Scrooge senkte das Haupt, seine eigenen Worte von dem Geiste zu hören, und fühlte sich von Reue und Schmerz überwältigt.

„Mensch,“ sagte der Geist, „wenn Du ein menschliches Herz hast und kein steinernes, so hüte Dich, so heuchlerisch zu reden, bis Du weißt, was und wo dieser Ueberfluß ist. Willst Du entscheiden, welche Menschen leben, welche Menschen sterben sollen? Vielleicht bist Du in den Augen des Himmels unwürdiger und unfähiger zu leben, als Millionen, gleich dieses armen Mannes Kind. O, Gott, das Gewürme auf dem Blatt über die zu vielen Lebenden unter seinen hungrigen Brüdern im Staube reden zu hören!“

Scrooge nahm des Geistes Vorwurf demüthig hin und schlug die Augen nieder, aber er blickte schnell wieder in die Höhe, wie er seinen Namen nennen hörte.

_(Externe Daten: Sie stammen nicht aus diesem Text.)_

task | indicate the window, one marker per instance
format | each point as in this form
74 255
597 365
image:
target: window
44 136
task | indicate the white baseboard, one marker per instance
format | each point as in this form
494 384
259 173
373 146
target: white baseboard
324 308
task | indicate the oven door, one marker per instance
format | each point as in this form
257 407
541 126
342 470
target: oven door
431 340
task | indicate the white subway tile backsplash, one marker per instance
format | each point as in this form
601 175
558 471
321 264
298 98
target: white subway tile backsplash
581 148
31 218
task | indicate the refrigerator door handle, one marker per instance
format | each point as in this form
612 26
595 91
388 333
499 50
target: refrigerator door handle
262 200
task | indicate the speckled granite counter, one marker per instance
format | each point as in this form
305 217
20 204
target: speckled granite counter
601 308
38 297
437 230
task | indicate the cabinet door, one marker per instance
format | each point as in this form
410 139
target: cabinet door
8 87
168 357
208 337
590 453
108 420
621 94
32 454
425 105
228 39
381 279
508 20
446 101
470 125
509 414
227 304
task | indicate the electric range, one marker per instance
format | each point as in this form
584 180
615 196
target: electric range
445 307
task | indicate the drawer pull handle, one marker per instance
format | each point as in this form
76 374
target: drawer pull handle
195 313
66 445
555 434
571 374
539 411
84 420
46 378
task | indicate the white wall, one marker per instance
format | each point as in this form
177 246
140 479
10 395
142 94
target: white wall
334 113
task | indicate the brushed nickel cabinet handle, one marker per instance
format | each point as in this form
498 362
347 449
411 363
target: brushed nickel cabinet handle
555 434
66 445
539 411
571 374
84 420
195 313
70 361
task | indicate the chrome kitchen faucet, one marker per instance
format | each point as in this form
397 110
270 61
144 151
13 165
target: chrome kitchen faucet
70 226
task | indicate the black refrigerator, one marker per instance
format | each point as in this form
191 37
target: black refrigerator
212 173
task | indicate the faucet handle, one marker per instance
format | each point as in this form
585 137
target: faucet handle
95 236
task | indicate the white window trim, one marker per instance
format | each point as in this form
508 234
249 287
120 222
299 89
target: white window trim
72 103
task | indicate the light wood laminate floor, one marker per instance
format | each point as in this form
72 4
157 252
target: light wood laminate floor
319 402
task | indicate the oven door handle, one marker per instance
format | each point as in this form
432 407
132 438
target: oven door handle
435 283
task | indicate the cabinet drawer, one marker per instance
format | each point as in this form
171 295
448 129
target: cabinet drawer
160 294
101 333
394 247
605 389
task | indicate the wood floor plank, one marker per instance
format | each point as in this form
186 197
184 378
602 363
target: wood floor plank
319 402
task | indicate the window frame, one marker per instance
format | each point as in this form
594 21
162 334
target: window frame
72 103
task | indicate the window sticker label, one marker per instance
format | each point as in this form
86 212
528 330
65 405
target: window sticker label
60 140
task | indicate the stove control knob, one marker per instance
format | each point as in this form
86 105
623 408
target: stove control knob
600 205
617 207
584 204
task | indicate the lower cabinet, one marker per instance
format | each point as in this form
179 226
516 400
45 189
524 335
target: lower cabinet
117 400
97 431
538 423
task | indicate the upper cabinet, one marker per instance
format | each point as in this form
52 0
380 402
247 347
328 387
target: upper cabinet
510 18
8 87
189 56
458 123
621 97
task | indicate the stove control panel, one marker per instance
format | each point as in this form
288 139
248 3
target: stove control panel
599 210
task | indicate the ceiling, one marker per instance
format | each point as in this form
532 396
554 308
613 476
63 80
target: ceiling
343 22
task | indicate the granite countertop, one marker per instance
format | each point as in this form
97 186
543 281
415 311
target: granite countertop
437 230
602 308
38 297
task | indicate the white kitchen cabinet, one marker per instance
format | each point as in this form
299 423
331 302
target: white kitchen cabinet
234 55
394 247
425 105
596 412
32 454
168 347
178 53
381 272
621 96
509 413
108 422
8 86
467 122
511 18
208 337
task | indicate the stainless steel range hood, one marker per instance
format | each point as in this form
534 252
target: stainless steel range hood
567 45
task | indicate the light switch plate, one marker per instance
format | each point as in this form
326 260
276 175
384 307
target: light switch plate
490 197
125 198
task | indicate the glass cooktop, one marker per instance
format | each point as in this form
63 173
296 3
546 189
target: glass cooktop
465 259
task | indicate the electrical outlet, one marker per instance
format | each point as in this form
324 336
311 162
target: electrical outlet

„Es lebe Mr. Scrooge!“ sagte Bob, „Mr. Scrooge, der Schöpfer dieses Festes!“

„Der Schöpfer dieses Festes, wahrhaftig!“ rief Mrs. Cratchit mit glühendem Gesicht. „Ich wollte, ich hätte ihn hier. Ich wollte ihm ein Stück von meiner Meinung zu kosten geben, und ich hoffe, sie würde ihm schmecken.“

„Liebe Frau,“ sagte Bob, „die Kinder! – es ist Weihnachten.“

„Freilich sollte es Weihnachten sein,“ sagte sie, „wenn man die Gesundheit eines so niederträchtigen, geizigen, fühllosen Menschen, wie Scrooge ist, trinken kann. Und Du weißt es, Robert, daß er es ist, Niemand weiß es besser als Du!“

„Liebe Frau,“ antwortete Bob mild, „es ist Weihnachten.“

„Ich will seine Gesundheit trinken, Dir und dem Feste zu gefallen,“ sagte Mrs. Cratchit, „nicht seinetwegen. Möge er lange leben! Ein fröhliches Weihnachten und ein glückliches neues Jahr! – Er wird sehr fröhlich und sehr glücklich sein, das glaub’ ich.“

Die Kinder tranken die Gesundheit nach ihr. Es war das Erste, was sie an diesem Abend ohne Herzlichkeit und Wärme vornahmen.